Appellant’s State Court Action is
Preempted by Sections 7 and 8 of the NLRA
Appellant Engaged in Arguably Protected Conduct that
Is Not A Merely Peripheral Concern of the NLRA
“The [NLRB] has jurisdiction to investigate unfair labor practices, which include discharges based on protected activity such as voicing safety complaints . . . .” (Zurn Industries, Inc. v. N.L.R.B. (9th Cir. 1982) 680 F.2d 683, 694.) Appellant’s complaint in the state court action alleges that, “in[] terminating [her] employment, [respondent] retaliated against [her] for asserting the right to work in a safe environment with proper ratios between nurses and patients.” But appellant’s complaints to her employer concerned the safety of the patients, not the nurses. “The Board has held repeatedly that employee concerns for the ‘quality of care’ and the ‘welfare’ of their patients are not interests ‘encompassed by the “mutual aid or protection” clause’” of section 7 of the NLRA. (Orchard Park Health Care Center, Inc. (2004) 341 N.L.R.B. 642, 643-644.) Therefore, to the extent that appellant’s complaints concerned the safety of patients, they do not qualify as protected activity under the NLRA. (Ibid.; see Good Samaritan Hospital (1982) 265 N.L.R.B. 618, 626 [employees’ criticisms of “the quality of care . . . and the welfare of the children . . . were not directed to improve their lot as employees . . . . As such, [the] criticisms [were] related to disputes outside the objectives of the mutual aid or protection provisions [of section 7] of the National Labor Relations Act”].)

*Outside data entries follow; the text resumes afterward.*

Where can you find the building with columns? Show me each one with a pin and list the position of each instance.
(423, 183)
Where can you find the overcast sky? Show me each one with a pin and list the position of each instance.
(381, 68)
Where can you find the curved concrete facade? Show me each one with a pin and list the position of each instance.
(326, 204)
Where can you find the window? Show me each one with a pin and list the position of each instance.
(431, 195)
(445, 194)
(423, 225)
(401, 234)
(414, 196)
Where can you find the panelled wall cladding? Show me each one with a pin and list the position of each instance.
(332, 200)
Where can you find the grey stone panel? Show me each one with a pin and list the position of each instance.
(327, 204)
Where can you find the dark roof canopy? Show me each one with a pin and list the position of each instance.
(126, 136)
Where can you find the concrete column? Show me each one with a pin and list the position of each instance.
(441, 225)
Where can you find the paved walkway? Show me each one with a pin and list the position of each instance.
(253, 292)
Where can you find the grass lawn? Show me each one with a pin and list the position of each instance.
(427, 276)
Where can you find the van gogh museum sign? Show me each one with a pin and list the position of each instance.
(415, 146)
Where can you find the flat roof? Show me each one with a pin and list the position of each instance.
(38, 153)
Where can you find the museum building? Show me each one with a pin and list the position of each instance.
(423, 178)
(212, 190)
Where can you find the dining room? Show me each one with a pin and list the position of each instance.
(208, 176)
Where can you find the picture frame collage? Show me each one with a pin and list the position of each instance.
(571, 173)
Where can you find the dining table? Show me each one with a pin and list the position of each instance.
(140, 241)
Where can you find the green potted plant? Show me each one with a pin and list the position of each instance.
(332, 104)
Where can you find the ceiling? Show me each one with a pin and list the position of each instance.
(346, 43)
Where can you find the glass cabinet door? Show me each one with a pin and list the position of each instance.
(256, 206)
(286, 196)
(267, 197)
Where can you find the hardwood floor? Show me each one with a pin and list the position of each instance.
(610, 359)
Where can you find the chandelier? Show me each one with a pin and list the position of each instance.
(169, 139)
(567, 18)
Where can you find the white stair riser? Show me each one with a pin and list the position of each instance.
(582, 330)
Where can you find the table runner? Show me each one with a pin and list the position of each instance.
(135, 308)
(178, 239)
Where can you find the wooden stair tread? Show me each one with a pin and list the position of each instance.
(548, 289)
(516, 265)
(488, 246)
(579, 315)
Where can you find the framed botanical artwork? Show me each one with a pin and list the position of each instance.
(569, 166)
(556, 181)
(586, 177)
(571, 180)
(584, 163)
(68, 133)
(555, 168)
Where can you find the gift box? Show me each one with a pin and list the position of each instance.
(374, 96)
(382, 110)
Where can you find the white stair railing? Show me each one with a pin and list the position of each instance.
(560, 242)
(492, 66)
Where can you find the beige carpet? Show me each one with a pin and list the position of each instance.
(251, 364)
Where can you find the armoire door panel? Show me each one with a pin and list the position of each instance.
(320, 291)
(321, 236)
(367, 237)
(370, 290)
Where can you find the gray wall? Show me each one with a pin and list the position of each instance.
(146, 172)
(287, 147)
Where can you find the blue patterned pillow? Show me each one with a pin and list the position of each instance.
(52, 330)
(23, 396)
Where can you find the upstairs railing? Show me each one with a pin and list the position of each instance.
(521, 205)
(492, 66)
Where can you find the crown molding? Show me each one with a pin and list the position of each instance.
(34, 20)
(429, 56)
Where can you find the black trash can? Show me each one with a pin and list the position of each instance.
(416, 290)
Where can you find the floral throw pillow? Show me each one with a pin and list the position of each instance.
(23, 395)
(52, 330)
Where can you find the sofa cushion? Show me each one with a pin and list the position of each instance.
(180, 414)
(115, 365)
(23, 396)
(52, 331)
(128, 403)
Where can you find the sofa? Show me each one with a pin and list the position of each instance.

Nevertheless, appellant’s protests against inadequate nurse-to-patient ratios arguably constitute protected activity because they related not only to patient safety, but also to the working conditions of the nurses. “‘[T]he policy of the Act [is] to protect the right of workers to act together to better their working conditions.’” (Eastex, Inc. v. N.L.R.B. (1978) 437 U.S. 556, 567.) “Employee protests to improve working conditions have long been held protected activity . . . .” (PHT, Inc. v. N.L.R.B. (D.C. Cir. 1990) 920 F.2d 71, 73.) In Misericordia Hospital Medical Center v. N.L.R.B. (2d Cir. 1980) 623 F.2d 808, 812-813 (Misericordia Hospital), the court concluded that a nurse’s participation in the preparation of a report criticizing nursing staff shortages was protected activity “that related not only to patient welfare but to the working conditions of the employees; indeed, in the health care field such issues often appear to be inextricably intertwined.” Thus, the nurse’s discharge for her participation in preparing the report was an unfair labor practice. (See also Community Hospital of Roanoke Valley, Inc. v. N.L.R.B. (4th Cir. 1976) 538 F.2d 607, 609-610 [hospital committed unfair labor practice by disciplining nurse because she complained on television about “hospital working conditions regarding staffing”; her complaint was protected activity under section 7 of the NLRA]; Washington State Nurses Ass’n v. N.L.R.B. (9th Cir. 2008) 526 F.3d 577, 582 [“‘[w]hether a button [worn by a nurse] protests “forced overtime” or demands “safe staffing,” both messages obviously relate to the impact of inadequate staffing levels on the hours [nurses] are required to work and the conditions they labor under.’ [Citation.] Consistent with this view, both the courts and the Board have long recognized that nurses’ working conditions are directly related to patient care and safety”].)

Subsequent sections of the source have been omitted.